Dirty Man’s business up the Cross

Dirty Man’s business up the Cross

Long before the local newspaper publisher and anti development activist Juanita Nielsen was slain trying to sell an ad to one of Abe Saffron’s nightclubs, Kings Cross cops have looked the other way. From the days of Tilly Devine and Darlinghurst’s Razor Gang through to the Wood Royal Commission’s damning findings into police corruption in the mid 90’s, some would say Sydney’s constabulary has offered the best protection money can buy.

Silence is certainly golden, but the truth is an even rarer gem. When Whistleblower Glen McNamara first joined the Kings Cross police force he just turned 30. A suburban boy from the beaches of Cronulla, he uncovered a drug running ring — managed by his boss, the station’s Detective Sergeant, Larry Churchill, who was eventually incarcerated thanks to McNamara’s tireless police work.

“Dirty Work” (published by New Holland Press) chronicles McNamara’s employment history at the Kings Cross Police Station from the late 1980’s through to the infamous mid 90’s. He was posted at the Kings Cross Station after doing a stint of surveillance for a Federal policing bureaucracy. Trained to conduct intelligence operations into drug operations and corrupt conduct, he raised more than a few eyebrows when he arrived at a Station where staff lunches were an all day affair. Churchill, the Station’s second in command, would shout lunch by shouting: “You don’t have to pay for this shit, do you? We’re doing you a fucking favour being here. While we’re here, you won’t have any crooks or drug dealers in here upsetting your business. You’re safe. We’re the police.”

After arresting one too many dealers in Darlinghurst, McNamara was reprimanded for interfering with the local narcotics trade, thus cutting into his supervisor’s profits. After McNamara ignored several verbal warnings, his supervisor planted cash in his locked drawer to send the eager recruit a none-too subtle message.

Trained in surveillance, McNamara methodically collected enough evidence to prove his boss was a crook. One Saturday morning, while the top command of the Cross cop squad was away on a sex holiday in the Philippines, he entered police headquarters with a pager that linked the Detective Sergeant of the Kings Cross Command to a ring of drug manufacturers and suppliers headed up by Sydney’s most notorious paedophile, Dolly Dunn, who drugged and raped young underage boys while wearing priest’s robes. Dunn painstakingly recorded his rapes on video tape. McNamara was wired by the Internal Affairs Unit and went even further undercover to collect irrefutable evidence against a drug racketeering ring of paedophiles extorted and protected by the police.

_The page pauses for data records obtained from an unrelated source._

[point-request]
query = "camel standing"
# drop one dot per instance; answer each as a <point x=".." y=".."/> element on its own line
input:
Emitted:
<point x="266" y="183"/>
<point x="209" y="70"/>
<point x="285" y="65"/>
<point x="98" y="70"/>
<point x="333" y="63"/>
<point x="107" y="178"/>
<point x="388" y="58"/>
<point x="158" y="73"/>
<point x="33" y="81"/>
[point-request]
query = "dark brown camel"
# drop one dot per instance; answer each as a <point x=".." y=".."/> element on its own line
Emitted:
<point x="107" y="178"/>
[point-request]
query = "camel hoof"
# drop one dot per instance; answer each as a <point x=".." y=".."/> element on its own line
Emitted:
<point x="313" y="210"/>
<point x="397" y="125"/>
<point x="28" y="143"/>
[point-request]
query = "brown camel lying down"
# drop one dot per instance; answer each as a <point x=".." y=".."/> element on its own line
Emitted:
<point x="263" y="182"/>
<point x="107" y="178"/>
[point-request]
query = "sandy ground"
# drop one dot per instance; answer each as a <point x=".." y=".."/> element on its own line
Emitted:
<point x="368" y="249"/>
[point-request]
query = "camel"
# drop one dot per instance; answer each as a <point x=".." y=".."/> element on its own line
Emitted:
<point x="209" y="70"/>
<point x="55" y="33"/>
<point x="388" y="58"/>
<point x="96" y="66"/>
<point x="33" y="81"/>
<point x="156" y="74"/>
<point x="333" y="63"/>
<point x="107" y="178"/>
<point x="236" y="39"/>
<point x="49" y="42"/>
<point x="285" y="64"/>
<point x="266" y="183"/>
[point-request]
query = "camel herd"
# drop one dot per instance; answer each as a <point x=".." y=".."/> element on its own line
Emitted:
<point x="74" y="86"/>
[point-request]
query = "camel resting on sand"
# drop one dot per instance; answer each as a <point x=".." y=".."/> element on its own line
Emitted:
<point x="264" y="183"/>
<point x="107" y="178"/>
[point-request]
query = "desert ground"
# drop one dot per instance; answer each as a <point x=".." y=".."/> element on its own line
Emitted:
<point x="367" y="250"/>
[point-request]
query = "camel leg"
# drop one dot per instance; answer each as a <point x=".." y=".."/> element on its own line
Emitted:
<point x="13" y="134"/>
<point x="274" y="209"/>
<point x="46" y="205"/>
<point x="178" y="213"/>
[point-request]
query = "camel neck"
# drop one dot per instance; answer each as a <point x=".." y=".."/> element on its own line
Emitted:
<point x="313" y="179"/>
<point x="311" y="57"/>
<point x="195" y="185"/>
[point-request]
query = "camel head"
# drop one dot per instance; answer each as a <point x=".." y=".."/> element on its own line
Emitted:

It turned out Deputy Sergeant Churchill had established excellent contacts in the Internal Affairs Unit while he worked there. When he returned from Manilla, his mates in the unit alerted him to McNamara’s undercover activities. Predictably, the whistleblower cop was falsely accused of criminal activities by Internal Affairs. After Churchill was arrested, McNamara was forced into hiding. After the police assigned him a “private” number, it was published in the police union newsletter and he and his wife received death threats. After the newlyweds fled to America, their itinerary was leaked to would be assassins.

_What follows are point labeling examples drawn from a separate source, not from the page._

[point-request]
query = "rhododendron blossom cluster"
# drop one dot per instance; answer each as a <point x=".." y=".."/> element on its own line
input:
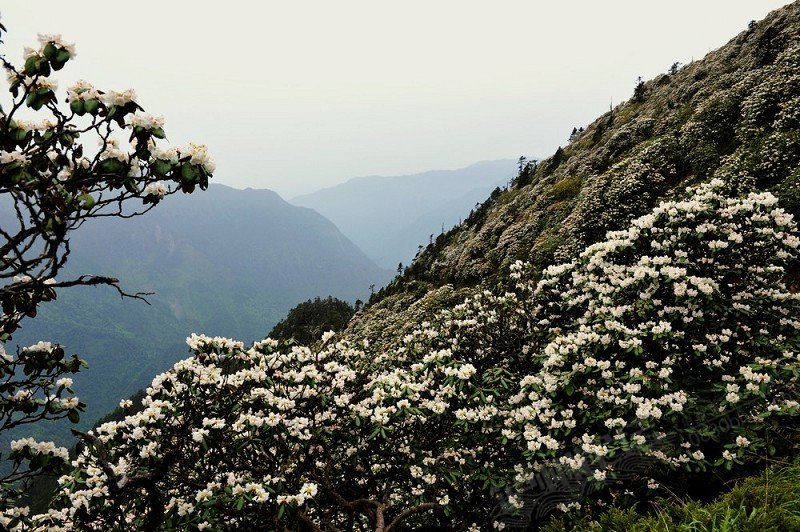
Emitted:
<point x="632" y="349"/>
<point x="63" y="160"/>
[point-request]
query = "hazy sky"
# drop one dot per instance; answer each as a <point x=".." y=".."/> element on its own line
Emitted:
<point x="296" y="95"/>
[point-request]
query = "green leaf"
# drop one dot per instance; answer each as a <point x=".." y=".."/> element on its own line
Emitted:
<point x="30" y="65"/>
<point x="77" y="107"/>
<point x="87" y="201"/>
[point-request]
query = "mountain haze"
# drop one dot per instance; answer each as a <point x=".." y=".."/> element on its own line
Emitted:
<point x="732" y="115"/>
<point x="389" y="217"/>
<point x="223" y="261"/>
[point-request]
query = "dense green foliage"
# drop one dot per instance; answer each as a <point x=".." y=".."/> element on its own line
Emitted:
<point x="306" y="322"/>
<point x="770" y="501"/>
<point x="733" y="113"/>
<point x="597" y="333"/>
<point x="232" y="262"/>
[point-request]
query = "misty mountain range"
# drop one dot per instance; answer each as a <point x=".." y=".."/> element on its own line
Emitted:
<point x="233" y="262"/>
<point x="389" y="217"/>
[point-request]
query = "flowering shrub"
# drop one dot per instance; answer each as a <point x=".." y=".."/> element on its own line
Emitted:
<point x="633" y="348"/>
<point x="51" y="181"/>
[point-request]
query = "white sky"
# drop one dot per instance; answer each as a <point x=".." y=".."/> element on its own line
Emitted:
<point x="295" y="95"/>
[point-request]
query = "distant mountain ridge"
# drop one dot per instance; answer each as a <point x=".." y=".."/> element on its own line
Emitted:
<point x="389" y="217"/>
<point x="223" y="261"/>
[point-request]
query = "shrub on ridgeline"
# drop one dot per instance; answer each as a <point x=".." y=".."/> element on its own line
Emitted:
<point x="306" y="322"/>
<point x="631" y="351"/>
<point x="51" y="182"/>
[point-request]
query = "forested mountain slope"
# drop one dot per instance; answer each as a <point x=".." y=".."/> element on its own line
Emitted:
<point x="225" y="261"/>
<point x="734" y="114"/>
<point x="389" y="217"/>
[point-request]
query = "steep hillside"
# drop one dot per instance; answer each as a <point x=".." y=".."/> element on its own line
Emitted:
<point x="733" y="115"/>
<point x="389" y="217"/>
<point x="225" y="261"/>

Glen McNamara’s story, which featured in the Wood Royal Commission into police corruption, is chronicled in his chilling big ball biography, “Dirty Work.” When I spoke with Glen on the phone from an undisclosed location in what he described as a MacMansion somewhere in Sydney’s southwest, I told him that I lived in what he calls “Goldenhurst.” Surely things were worse in the bad old days. I ask him, “Following the findings of the Wood Royal Commission and the damning story in your book, do you think there are better controls in place?” McNamara is not optimistic. He tells me: “It’s no different now. Anytime you have civil servants (and that’s what police basically are) engaged in enforcement of something that is prohibited you have the opportunity to profit. You would have seen it where you live in Darlinghurst. In your neighbourhood there has been no progress at all in relation to the violence meted out to gay men. There is still homophobic violence and people are still being bashed because they are gay or because someone thinks they are gay.”  In McNamara’s opinion law enforcement is more interested in narcotics than in anti-gay violence because there is more money to be made in drugs. “There is no money or opportunity to obtain money from victims,” the retired cop told me. A battle weary warrior, Glen McNamara is still willing to fight the good fight.